Nevertheless, the diplomatic games continue. At the UN Security Council, the US abstained from a vote on a draft resolution calling for a ceasefire during Ramadan. The resolution itself didn’t call for much; the timeframe is too short. And yet, even for a short period, the US cannot bring itself to vote to stop Israel killing more Palestinian civilians. Not even in a non-binding resolution.
The absurdity of the UNSC and the US abstaining because the vote did not condemn Hamas is reminiscent of petty quarrels between children.
“Certain key edits were ignored,” US Ambassador to the UN Linda Thomas-Greenfield offered by way of explanation.
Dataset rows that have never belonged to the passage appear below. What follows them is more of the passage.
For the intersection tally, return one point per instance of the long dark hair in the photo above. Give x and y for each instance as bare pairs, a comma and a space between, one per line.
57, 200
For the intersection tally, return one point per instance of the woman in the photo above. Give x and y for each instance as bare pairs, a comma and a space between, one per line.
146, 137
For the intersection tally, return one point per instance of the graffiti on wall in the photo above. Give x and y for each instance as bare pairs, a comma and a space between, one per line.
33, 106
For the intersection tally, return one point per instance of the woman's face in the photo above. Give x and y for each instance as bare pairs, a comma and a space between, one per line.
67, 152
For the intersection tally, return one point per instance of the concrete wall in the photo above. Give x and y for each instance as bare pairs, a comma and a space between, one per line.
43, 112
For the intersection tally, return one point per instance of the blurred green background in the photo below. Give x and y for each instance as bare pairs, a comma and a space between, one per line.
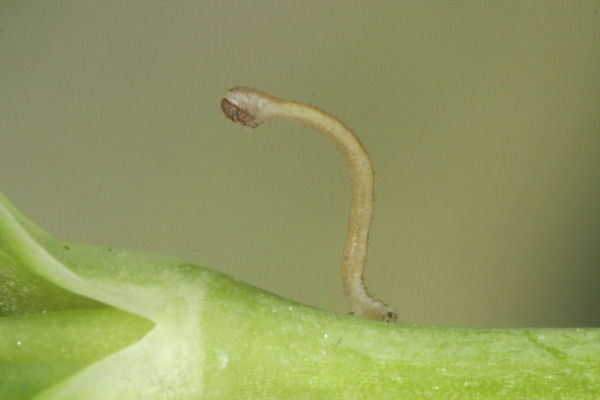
482, 119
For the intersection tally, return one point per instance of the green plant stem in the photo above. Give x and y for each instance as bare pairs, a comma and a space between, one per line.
192, 333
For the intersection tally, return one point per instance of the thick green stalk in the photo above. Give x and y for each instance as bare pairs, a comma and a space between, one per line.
156, 327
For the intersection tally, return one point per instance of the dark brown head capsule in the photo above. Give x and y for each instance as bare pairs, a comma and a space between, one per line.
236, 114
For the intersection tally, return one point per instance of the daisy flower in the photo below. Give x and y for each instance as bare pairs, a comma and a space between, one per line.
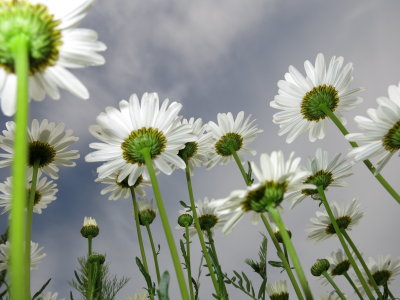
45, 194
381, 131
126, 131
300, 97
231, 135
276, 177
36, 255
54, 46
346, 217
324, 173
47, 144
278, 290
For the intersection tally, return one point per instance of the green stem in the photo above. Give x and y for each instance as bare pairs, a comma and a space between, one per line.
188, 265
369, 165
138, 231
343, 242
198, 229
338, 291
364, 265
283, 258
292, 252
153, 249
18, 263
167, 228
353, 285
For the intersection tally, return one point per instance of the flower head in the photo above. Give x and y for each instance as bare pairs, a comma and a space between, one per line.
381, 131
47, 145
135, 127
346, 217
323, 173
300, 98
54, 45
231, 135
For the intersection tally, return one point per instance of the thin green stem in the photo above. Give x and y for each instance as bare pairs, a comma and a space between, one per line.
18, 263
353, 285
167, 228
343, 242
153, 249
188, 265
337, 289
283, 258
364, 265
292, 252
198, 229
369, 165
138, 230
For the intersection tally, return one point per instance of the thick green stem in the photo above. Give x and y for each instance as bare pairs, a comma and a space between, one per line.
353, 285
18, 263
138, 231
338, 291
364, 265
283, 258
343, 242
198, 229
153, 249
167, 228
188, 265
369, 165
292, 252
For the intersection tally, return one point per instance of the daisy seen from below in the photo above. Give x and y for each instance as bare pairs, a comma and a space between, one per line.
230, 137
45, 193
380, 136
36, 255
136, 126
346, 217
300, 97
55, 45
47, 145
324, 173
276, 178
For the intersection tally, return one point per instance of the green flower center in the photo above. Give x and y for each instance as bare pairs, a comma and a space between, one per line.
42, 152
258, 200
207, 221
391, 140
189, 151
322, 94
140, 139
37, 25
320, 178
228, 143
381, 277
343, 223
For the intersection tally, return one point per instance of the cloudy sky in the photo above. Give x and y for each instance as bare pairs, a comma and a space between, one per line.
218, 56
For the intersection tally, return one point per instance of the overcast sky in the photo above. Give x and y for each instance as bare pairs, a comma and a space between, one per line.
218, 56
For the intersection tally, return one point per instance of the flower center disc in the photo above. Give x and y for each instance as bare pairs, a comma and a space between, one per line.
227, 143
37, 25
391, 140
140, 139
322, 94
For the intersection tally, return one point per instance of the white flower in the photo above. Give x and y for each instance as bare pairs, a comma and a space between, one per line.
231, 135
36, 255
45, 194
381, 131
54, 46
135, 126
346, 218
300, 97
324, 173
276, 177
47, 143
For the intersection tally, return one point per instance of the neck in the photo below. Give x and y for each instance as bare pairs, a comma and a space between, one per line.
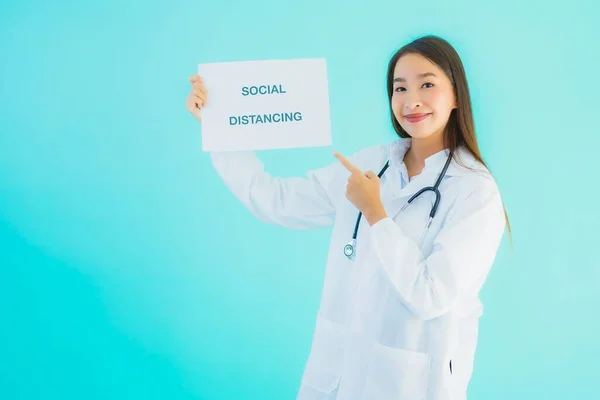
420, 149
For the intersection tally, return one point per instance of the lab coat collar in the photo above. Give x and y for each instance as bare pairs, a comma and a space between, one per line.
435, 162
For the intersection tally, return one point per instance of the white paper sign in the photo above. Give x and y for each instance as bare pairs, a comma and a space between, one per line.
259, 105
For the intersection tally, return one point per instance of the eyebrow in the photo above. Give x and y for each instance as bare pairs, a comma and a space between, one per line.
423, 75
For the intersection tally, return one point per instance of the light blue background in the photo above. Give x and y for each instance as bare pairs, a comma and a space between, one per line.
128, 271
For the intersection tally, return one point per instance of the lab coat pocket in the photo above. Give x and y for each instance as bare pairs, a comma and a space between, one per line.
397, 374
323, 368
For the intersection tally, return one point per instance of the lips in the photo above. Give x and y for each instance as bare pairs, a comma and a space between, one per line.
413, 118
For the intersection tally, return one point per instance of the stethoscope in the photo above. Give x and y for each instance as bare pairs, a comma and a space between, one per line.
350, 248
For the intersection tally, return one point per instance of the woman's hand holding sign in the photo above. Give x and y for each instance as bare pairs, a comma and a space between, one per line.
363, 190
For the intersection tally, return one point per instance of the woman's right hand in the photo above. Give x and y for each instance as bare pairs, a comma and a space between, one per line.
197, 97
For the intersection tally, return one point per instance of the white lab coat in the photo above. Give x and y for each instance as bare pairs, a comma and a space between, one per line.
399, 322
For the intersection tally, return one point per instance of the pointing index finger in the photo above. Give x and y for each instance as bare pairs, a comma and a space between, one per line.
347, 164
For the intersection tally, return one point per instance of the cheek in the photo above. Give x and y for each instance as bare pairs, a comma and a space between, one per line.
440, 101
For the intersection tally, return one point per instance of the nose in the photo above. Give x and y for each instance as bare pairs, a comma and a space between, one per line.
412, 101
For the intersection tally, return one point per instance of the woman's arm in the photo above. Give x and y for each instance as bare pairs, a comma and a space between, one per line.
463, 252
296, 202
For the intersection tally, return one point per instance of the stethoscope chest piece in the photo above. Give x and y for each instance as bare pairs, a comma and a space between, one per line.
350, 249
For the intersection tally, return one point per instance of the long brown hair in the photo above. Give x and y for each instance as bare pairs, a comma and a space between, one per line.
460, 130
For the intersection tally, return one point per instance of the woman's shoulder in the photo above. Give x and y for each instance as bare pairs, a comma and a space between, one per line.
474, 176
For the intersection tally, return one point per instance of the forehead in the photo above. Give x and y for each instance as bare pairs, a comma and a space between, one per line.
410, 66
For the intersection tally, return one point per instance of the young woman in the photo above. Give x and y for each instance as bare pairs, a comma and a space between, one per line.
400, 305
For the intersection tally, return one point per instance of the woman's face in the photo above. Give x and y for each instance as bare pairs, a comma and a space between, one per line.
423, 97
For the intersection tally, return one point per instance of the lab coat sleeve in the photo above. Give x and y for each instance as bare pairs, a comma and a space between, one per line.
463, 252
293, 202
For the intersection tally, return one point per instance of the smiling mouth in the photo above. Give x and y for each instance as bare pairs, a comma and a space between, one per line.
414, 118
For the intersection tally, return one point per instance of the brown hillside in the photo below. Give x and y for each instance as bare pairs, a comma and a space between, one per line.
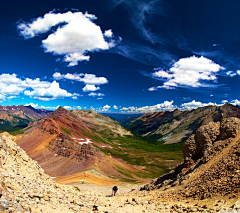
173, 127
211, 166
62, 146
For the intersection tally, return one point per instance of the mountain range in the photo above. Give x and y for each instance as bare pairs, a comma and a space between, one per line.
176, 126
15, 117
68, 143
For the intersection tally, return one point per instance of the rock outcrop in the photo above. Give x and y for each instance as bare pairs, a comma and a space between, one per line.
24, 187
211, 164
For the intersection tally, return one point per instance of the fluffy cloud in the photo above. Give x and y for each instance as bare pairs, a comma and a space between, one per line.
74, 39
106, 107
235, 102
195, 104
93, 94
11, 86
90, 88
47, 94
231, 73
67, 107
189, 72
85, 78
32, 105
166, 105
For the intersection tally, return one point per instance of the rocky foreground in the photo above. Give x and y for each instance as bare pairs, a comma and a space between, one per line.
207, 181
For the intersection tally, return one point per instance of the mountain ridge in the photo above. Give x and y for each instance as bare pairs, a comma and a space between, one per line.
175, 126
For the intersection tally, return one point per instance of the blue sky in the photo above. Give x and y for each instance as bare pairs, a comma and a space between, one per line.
120, 55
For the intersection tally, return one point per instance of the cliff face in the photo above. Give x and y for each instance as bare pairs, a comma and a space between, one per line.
211, 164
19, 116
24, 187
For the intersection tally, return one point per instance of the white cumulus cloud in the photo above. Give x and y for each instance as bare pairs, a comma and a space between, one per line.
191, 72
90, 88
75, 37
47, 94
93, 94
85, 78
165, 106
12, 86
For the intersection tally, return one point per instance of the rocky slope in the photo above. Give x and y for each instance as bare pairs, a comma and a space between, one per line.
173, 127
211, 166
63, 145
18, 116
25, 188
100, 123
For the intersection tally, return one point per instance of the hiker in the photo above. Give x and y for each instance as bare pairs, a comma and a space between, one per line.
115, 188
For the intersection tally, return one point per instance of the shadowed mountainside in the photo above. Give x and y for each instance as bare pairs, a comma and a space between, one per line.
13, 117
175, 126
211, 164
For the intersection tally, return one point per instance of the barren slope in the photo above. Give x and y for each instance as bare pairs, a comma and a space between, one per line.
211, 167
63, 146
173, 127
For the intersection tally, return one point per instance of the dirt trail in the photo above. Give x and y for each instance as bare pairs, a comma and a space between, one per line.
129, 199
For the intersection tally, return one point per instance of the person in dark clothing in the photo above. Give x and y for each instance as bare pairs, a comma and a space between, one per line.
115, 188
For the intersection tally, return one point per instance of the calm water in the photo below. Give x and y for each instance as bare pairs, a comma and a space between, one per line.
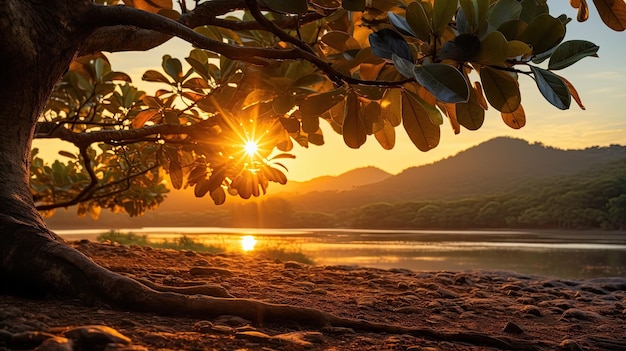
559, 254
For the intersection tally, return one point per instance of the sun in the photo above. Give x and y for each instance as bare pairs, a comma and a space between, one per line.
248, 242
251, 148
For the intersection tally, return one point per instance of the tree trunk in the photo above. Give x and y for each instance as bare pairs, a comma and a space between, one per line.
38, 43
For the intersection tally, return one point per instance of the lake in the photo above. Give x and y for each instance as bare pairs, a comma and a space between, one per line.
572, 255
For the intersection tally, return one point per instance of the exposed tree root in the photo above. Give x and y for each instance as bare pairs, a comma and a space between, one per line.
38, 261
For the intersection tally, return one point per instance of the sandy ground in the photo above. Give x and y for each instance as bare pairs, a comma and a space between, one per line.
468, 310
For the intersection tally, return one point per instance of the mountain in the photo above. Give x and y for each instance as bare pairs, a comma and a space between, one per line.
343, 182
491, 166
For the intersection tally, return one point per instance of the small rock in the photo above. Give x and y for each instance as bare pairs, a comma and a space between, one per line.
56, 343
338, 330
254, 336
222, 329
202, 271
301, 339
293, 265
96, 334
581, 315
570, 345
29, 339
512, 328
233, 321
532, 310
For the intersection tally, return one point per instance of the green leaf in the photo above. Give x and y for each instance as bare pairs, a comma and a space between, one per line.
494, 49
422, 132
552, 88
354, 5
288, 6
442, 14
387, 42
418, 21
470, 114
503, 11
405, 67
443, 81
501, 89
354, 132
401, 24
571, 52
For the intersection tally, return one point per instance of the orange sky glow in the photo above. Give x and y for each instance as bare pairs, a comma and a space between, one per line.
600, 83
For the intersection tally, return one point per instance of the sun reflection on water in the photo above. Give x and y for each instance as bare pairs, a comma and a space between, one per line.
247, 242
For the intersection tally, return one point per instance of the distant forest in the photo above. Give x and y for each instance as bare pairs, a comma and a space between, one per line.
595, 199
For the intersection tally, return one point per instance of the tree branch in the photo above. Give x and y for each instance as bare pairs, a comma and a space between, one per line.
255, 10
110, 136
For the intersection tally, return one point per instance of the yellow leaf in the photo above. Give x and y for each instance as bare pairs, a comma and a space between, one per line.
417, 123
153, 6
386, 137
354, 132
143, 117
613, 13
515, 119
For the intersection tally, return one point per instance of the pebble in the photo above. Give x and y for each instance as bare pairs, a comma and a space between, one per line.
203, 271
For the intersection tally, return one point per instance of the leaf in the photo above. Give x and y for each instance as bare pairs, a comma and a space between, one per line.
517, 48
571, 52
354, 5
288, 6
149, 5
354, 132
400, 23
219, 196
543, 33
67, 154
154, 76
470, 114
442, 15
422, 132
493, 49
372, 117
443, 81
503, 11
418, 21
111, 76
515, 119
552, 88
173, 68
501, 89
573, 92
613, 13
316, 104
386, 137
391, 105
387, 42
144, 116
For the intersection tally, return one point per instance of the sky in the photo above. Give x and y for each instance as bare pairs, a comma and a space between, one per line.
600, 83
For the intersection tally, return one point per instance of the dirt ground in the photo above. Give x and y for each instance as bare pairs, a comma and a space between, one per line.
468, 310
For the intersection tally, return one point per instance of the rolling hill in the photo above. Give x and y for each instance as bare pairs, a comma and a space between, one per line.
494, 166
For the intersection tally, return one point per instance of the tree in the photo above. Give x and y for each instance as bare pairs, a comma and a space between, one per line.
262, 77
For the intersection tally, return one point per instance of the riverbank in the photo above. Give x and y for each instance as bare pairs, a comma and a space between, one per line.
465, 310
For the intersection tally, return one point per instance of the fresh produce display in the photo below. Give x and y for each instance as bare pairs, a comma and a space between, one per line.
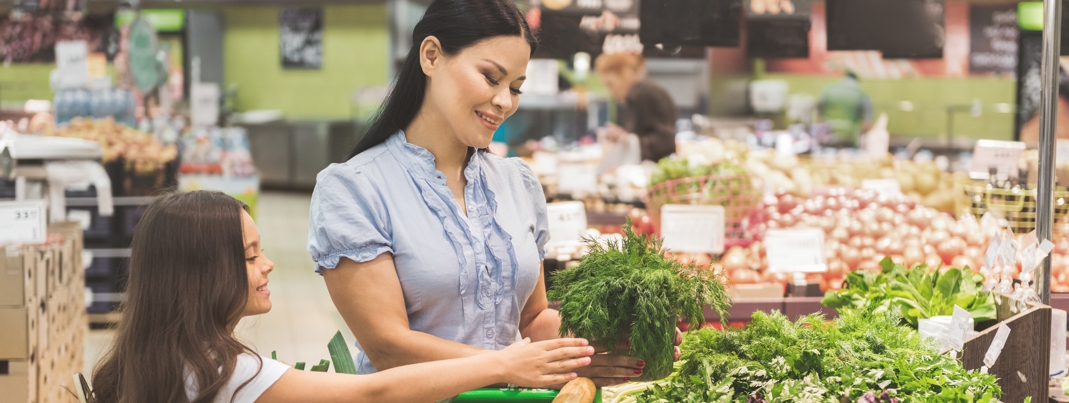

The resolution wasn’t supposed to be about the US, and certainly not about Israel. But, of course, at the Security Council, and during every diplomatic interaction, why shouldn’t the focus be on appeasing Israel instead of preventing genocide? Why not request Israel to stop killing Palestinians for what remains of Ramadan, for just two weeks? Let Palestinians live for two weeks longer, while starving to death of course, and kill them later. That is the essence of the latest UN resolution. And nothing embodies it more than the US.
Still playing the alienation game, Netanyahu immediately cancelled the scheduled visit of a delegation to Washington after the US failed to veto the resolution. The gimmick makes it seem as if Blinken’s warning was the lead-up to a rupture in US-Israeli diplomatic relations, when nothing could be further from the truth.
Israel wants to complete the ethnic cleansing of the Palestinians in Gaza. The US has no objection to this; it only objects, in fact, when the international clamour gets too loud, and the intention is only to soothe outraged diplomats temporarily, which buys Israel more time for the next phase of its genocide.
Blinken did not consider whether any Palestinians will be left in Gaza after the genocide. Nor did he explain what he meant by “stuck in Gaza” in terms of Israeli colonialism. More settler-colonial expansion, perhaps? Israel’s extreme far-right settler society is already talking about building settlements in Gaza. If the world knows that, surely Blinken knows that, and more.
What the US has exposed in its support for Israel’s genocide is that there is no longer any pretence of supporting a hypothetical Palestinian state. Blinken knows that Gaza is the bulwark in terms of its representation of historic Palestine. He also knows that the US can stop Israel, but it won’t. And the louder that Israel’s actions speak for themselves, the more that diplomacy becomes both absurd and superfluous, because what excuse can really be termed as credible when the only way to stop Israel’s genocide is by taking direct action to stop it? Ending the supply of US and German arms and ammunition to the apartheid state would be a good first step.